1

I want to add a dataframe to my DB that contains some duplicate rows, but because my real database is very big, I don't want to drop the existing table and add it again with the updated rows, as it require me to pull it again from an API

I think the correct aproach could be to df.read_sql() and then compare the result with df2 and then only insert the rows which are not allready existing

import sqlalchemy as db
import pandas as pd

engine = db.create_engine('sqlite:///test.db', echo = True)

data1 = {'Month':['June', 'July', 'August'],
        'Number':[20, 21, 19]}
df = pd.DataFrame(data1)
df.to_sql("ExampleTable", engine,if_exists="append", index=False)

data2 = {'Month':['May','June', 'July', 'August', 'Septemper'],
        'Number':[11, 20, 21, 19, 14, 15]}
df2 = pd.DataFrame(data2)
df2.to_sql("ExampleTable", engine,if_exists="append", index=False)
Soma Juice
  • 369
  • 1
  • 11
  • 1
    _"I would like to append the months which don't exist in data1 from data2, but in correct order according to a calendar."_ You shouldn't rely on storage order, but consider database tables unordered sets. If you need ordering, you should specify an `ORDER BY` clause when querying. – Mark Rotteveel Jan 16 '22 at 19:45
  • We're not supposed to say "me, too", but this is an important point that many today have lost sight of. Rows in an SQL database are UNORDERED. That is by definition. Unless you provide an `ORDER BY` clause, the database engine is free to return rows in whatever order it wants. If you change the table in any way, the ordering might change from query to query. – Tim Roberts Jan 16 '22 at 19:50
  • very intersting, but the way i made my program it unfortuantely have to be ordered for now. – Soma Juice Jan 16 '22 at 19:50
  • 1
    They aren't. That's a FACT. You MUST use an `ORDER BY` clause when you fetch your query. There is no other option. – Tim Roberts Jan 16 '22 at 19:51
  • Oh okay , i think i dont comprehend this stuff fully i suppose :) – Soma Juice Jan 16 '22 at 19:52
  • 1
    Can it be assumed that the original table you want to append data to has already been stored as a dataframe in df1? Seems like you'd want to do this in the database and not pull all that "very big" data into a dataframe. If there are two dfs, one with existing data and one with existing+new data, then you can just get the rows in df2 that don't exist in df1, and append the unique rows in df2 to the table. As other authors have stated, order doesn't matter on write, just on read. Please clarify to help identify a solution – frederick-douglas-pearce Jan 16 '22 at 20:26
  • 1
    @frederick-douglas-pearce yes it can be assumed, that the orignal table has been stored as a dataframe, so actually what i want to do is to read the DB as a dataframe then compare it whit the new dataframe and then insert whats not there – Soma Juice Jan 16 '22 at 21:07
  • 1
    Related: https://stackoverflow.com/q/62388767/2144390 – Gord Thompson Jan 16 '22 at 22:21

2 Answers2

1

So just to clarify some things.

  1. SQLite does NOT store things in order based on data. It stores it based on ROW ID. However you can retrieve data and then have sqlite order the returned data based on a column(s) in the sql query.

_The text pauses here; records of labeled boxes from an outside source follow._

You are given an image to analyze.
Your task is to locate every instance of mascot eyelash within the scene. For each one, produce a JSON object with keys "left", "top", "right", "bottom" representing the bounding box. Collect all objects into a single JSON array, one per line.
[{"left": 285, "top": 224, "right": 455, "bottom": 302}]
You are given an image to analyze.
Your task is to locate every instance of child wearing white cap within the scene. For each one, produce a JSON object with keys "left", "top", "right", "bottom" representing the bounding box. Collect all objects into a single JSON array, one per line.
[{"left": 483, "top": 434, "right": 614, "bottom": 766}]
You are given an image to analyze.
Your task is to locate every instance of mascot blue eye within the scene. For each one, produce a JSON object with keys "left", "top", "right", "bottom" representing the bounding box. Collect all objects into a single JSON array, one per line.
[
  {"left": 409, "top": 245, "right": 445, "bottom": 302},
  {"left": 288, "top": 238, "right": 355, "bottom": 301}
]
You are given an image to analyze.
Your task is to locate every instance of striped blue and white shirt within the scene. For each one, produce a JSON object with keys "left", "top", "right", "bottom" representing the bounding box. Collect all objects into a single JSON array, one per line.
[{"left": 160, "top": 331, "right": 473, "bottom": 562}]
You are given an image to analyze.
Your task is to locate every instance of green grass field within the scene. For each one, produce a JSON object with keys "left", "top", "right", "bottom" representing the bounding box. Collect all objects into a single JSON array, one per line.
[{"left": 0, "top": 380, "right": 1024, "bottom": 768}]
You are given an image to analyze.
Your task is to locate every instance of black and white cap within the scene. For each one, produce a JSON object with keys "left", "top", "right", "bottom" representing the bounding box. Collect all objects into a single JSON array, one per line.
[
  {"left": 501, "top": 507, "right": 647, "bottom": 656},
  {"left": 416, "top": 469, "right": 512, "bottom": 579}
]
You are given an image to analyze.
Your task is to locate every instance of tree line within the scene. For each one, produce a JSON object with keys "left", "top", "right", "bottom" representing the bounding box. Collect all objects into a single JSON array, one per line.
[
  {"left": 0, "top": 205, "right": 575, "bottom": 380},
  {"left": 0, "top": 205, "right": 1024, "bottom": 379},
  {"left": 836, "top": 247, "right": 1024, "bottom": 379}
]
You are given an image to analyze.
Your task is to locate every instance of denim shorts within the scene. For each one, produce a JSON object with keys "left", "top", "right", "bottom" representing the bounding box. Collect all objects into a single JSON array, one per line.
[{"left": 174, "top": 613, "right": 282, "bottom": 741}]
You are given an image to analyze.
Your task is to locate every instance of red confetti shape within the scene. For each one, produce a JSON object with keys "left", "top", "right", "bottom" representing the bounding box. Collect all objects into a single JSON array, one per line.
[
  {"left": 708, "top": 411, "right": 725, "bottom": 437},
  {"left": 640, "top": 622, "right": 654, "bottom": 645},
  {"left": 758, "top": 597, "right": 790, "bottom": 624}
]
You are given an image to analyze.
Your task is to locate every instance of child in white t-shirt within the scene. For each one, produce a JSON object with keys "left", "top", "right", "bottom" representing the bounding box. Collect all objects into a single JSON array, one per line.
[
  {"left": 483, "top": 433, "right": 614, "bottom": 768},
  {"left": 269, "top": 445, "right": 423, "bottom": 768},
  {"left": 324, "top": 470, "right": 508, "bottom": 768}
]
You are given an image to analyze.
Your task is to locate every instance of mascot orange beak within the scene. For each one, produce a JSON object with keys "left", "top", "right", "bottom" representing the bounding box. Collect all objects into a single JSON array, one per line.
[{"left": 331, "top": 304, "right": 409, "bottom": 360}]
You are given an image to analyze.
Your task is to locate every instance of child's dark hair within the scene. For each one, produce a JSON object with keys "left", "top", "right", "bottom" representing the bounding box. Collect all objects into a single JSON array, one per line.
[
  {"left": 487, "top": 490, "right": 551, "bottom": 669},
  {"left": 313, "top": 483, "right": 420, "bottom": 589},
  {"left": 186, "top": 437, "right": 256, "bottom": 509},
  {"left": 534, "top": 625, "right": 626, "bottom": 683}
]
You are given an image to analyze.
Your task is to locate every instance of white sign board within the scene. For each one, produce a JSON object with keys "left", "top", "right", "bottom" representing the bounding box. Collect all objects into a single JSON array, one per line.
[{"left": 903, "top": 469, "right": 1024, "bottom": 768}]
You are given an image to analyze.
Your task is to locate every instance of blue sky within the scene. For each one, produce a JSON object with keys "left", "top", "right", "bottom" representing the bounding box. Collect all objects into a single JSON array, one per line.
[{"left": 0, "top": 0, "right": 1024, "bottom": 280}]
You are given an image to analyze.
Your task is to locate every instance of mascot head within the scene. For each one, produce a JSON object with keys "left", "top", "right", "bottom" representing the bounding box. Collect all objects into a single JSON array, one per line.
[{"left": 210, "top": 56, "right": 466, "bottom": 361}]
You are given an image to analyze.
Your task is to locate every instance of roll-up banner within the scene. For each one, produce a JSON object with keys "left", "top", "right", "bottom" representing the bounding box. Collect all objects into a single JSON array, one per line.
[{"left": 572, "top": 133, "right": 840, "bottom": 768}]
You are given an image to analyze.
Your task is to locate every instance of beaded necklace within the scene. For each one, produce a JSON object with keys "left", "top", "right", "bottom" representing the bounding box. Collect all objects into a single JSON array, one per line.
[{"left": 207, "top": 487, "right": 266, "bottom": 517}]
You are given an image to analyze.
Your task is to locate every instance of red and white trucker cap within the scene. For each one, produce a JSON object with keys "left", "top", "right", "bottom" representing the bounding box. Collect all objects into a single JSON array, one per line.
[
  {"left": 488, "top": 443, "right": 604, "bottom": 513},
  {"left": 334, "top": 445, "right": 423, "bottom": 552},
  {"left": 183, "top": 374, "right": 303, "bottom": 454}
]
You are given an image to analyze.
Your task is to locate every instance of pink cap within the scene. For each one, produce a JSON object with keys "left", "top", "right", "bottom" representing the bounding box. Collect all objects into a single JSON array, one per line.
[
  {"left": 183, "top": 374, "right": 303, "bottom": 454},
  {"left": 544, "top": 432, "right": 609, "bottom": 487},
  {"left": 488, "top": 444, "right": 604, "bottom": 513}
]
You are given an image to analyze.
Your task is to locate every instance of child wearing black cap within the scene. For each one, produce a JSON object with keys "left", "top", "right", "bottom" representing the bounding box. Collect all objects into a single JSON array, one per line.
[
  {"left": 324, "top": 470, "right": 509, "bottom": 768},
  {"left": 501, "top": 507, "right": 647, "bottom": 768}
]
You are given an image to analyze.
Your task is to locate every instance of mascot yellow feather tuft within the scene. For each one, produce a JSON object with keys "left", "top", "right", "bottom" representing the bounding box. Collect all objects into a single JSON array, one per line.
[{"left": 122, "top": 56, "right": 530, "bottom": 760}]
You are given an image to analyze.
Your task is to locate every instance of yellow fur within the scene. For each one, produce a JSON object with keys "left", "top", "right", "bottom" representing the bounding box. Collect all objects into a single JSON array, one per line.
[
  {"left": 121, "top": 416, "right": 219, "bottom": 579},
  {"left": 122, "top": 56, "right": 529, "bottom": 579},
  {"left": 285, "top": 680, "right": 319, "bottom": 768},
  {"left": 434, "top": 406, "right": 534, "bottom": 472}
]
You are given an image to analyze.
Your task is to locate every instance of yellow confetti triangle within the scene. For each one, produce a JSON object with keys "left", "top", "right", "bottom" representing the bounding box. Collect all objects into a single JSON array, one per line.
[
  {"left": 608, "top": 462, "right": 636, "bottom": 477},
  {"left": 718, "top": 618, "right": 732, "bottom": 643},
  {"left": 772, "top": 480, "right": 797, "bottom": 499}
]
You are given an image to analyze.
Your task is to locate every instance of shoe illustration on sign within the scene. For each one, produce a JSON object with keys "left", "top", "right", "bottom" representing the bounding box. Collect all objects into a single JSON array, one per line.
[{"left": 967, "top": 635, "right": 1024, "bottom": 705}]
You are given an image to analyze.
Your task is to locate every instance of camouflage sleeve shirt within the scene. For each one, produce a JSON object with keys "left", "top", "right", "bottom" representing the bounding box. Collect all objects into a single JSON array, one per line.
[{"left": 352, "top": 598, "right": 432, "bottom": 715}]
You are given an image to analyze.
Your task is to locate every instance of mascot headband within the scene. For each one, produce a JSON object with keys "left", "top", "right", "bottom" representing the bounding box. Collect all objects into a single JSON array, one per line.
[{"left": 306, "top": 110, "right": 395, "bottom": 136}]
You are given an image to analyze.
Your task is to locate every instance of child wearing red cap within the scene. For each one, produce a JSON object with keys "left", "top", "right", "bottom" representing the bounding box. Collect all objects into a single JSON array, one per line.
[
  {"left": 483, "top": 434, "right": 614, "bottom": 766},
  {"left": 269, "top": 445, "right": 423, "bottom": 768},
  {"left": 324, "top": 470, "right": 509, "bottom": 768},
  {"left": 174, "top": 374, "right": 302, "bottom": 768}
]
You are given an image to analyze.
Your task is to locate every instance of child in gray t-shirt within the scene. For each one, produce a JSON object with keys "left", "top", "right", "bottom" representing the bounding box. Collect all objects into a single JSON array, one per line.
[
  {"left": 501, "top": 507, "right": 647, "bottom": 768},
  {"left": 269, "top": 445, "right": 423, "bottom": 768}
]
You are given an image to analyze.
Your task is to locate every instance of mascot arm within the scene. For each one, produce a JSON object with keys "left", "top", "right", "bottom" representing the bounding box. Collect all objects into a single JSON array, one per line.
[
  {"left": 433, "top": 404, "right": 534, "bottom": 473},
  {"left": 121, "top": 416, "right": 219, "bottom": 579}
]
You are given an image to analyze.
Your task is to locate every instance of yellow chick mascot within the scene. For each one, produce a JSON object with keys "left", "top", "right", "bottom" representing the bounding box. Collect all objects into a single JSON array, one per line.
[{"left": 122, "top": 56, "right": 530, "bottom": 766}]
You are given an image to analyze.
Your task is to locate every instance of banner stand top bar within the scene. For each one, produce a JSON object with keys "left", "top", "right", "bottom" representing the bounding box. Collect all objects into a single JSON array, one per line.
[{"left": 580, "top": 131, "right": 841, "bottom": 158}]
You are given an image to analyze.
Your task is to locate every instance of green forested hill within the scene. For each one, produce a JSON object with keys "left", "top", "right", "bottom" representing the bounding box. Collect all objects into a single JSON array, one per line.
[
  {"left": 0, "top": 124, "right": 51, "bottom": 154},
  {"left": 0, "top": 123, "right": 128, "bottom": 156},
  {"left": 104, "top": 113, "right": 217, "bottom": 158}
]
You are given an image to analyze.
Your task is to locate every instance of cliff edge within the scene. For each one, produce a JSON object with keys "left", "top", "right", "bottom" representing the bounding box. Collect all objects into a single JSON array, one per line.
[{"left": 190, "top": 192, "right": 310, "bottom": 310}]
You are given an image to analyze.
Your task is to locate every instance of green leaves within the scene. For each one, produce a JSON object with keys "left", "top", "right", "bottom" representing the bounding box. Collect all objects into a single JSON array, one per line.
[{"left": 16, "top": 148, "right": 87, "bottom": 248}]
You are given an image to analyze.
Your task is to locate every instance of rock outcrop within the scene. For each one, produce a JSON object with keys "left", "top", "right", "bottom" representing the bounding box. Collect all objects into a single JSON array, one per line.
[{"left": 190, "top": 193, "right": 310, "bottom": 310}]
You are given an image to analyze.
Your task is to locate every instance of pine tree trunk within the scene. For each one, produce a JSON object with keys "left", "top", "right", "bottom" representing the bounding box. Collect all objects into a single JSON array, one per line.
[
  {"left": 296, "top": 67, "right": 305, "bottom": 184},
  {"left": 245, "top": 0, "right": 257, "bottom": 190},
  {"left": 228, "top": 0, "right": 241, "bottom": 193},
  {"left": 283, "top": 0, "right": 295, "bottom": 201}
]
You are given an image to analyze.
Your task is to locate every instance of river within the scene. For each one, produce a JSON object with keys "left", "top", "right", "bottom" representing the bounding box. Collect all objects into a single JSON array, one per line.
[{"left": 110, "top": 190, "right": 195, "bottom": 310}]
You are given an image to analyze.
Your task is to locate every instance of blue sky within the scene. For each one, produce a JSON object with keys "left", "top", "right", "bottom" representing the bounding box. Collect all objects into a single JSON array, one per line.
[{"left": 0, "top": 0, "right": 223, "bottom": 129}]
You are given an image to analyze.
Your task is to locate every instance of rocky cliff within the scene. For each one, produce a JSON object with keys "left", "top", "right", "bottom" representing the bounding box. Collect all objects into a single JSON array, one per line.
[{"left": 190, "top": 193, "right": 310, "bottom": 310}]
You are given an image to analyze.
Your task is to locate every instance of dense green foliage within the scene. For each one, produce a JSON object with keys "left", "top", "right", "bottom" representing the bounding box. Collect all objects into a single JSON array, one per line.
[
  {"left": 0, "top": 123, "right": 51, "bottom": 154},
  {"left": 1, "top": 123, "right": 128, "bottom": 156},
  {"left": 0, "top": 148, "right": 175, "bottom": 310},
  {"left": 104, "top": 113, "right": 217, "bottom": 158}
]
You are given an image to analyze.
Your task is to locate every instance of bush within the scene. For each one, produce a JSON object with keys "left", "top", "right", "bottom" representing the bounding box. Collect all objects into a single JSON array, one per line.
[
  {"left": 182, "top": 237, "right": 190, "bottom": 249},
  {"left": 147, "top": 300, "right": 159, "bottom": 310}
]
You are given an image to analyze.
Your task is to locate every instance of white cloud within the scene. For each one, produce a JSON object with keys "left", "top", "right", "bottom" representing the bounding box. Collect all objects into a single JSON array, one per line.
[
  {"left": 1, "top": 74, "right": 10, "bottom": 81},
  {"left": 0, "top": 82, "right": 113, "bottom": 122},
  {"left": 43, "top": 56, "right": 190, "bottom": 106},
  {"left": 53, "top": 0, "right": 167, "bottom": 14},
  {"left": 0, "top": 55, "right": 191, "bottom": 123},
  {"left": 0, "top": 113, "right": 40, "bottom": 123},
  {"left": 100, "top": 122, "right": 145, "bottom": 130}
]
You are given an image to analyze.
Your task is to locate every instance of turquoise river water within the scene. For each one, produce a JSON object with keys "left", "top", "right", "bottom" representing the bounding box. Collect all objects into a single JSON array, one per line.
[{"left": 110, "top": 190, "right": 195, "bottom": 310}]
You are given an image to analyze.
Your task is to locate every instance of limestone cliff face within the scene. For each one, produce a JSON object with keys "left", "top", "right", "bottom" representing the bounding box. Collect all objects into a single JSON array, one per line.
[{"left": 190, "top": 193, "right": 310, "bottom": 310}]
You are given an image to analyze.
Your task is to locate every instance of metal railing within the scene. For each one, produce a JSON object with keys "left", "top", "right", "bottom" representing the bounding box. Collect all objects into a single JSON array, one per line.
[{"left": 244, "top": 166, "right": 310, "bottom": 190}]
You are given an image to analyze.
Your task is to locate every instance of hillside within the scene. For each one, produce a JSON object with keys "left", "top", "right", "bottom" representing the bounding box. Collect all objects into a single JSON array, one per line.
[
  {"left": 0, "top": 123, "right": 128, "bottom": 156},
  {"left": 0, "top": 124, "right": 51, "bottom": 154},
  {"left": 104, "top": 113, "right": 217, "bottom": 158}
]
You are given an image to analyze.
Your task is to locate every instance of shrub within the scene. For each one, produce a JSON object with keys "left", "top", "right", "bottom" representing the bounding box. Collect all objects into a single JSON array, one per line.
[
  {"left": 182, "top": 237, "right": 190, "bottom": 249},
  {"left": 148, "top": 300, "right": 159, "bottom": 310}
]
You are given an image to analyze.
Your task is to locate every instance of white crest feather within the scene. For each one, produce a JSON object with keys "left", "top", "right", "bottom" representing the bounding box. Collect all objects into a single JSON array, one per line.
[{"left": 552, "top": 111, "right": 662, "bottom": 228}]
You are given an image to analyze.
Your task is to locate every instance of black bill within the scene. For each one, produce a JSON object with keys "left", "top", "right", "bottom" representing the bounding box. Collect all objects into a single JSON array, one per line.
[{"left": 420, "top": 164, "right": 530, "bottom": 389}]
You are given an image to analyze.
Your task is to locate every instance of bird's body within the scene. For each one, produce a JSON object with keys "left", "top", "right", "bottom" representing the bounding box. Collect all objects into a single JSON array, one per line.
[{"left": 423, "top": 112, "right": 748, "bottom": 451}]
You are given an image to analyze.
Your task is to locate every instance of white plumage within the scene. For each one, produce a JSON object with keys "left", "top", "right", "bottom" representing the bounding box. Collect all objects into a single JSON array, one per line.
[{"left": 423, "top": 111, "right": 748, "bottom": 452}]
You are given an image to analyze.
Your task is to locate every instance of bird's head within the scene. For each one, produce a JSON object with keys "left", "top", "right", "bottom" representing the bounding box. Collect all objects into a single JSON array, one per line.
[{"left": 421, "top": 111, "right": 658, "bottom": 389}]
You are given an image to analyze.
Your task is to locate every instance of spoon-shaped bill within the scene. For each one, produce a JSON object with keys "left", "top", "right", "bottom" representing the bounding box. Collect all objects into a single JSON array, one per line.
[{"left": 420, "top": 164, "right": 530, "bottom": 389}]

  2. You're asking to insert data and then modify or update that data in a second request. Dataframes doesn't really offer this type of functionally. From what I understand is that pandas can insert to an already existing table or drop the table and insert the new data. So this is something you will most likely have to run raw sql queries to achieve. This post shows someone doing what is called an "upsert" in sql for pandas but required that they create a temp table and use that table to modify data in the original table. How do I perform an UPDATE of existing rows of a db table using a Pandas DataFrame?

TeddyBearSuicide
  • 1,377
  • 1
  • 6
  • 11
1

Sounds like this problem boils down to finding the rows in a new dataframe, df2, that are not in an original dataframe, df, so that the rows that are unique to df2 can be appended to an existing sql table. A similar dataframe comparison scenario has been discussed in Stack Overflow posts here and here. If you only need to compare across the 'Month' column, then this should work:

df2_month_not_in_df = df2[~df2['Month'].isin(df['Month'])]

But that assumes no null 'Month' values to worry about, no need to include other columns like year, etc. A more rigorous approach that compares dataframe rows across multiple columns, possibly with null values, can be implemented following the answer by @toecsnar42 and others in the SO links above:

df_str_tuples = df.astype(str).apply(tuple, 1)
df2_str_tuples = df2.astype(str).apply(tuple, 1)
df2_rows_in_df_filter = df2_str_tuples.isin(df_str_tuples)
df2_rows_not_in_df = df2[~df2_rows_in_df_filter]

For each dataframe, convert all values to a string type, which changes missing values to 'nan', then create a series by combining the values from each column into a single tuple for each row. Next, create a mask that is true whenever df2 has a row that matches a row in df. Finally, filter the df2 dataframe to only the rows where the mask is false (i.e. not in df), which builds the dataframe, df2_rows_not_in_df, that can be appended to the existing sql table using to_sql with if_exists="append". Other implementation approaches from past posts use pd.merge or pd.concat methods instead so different options to consider depending on your use case.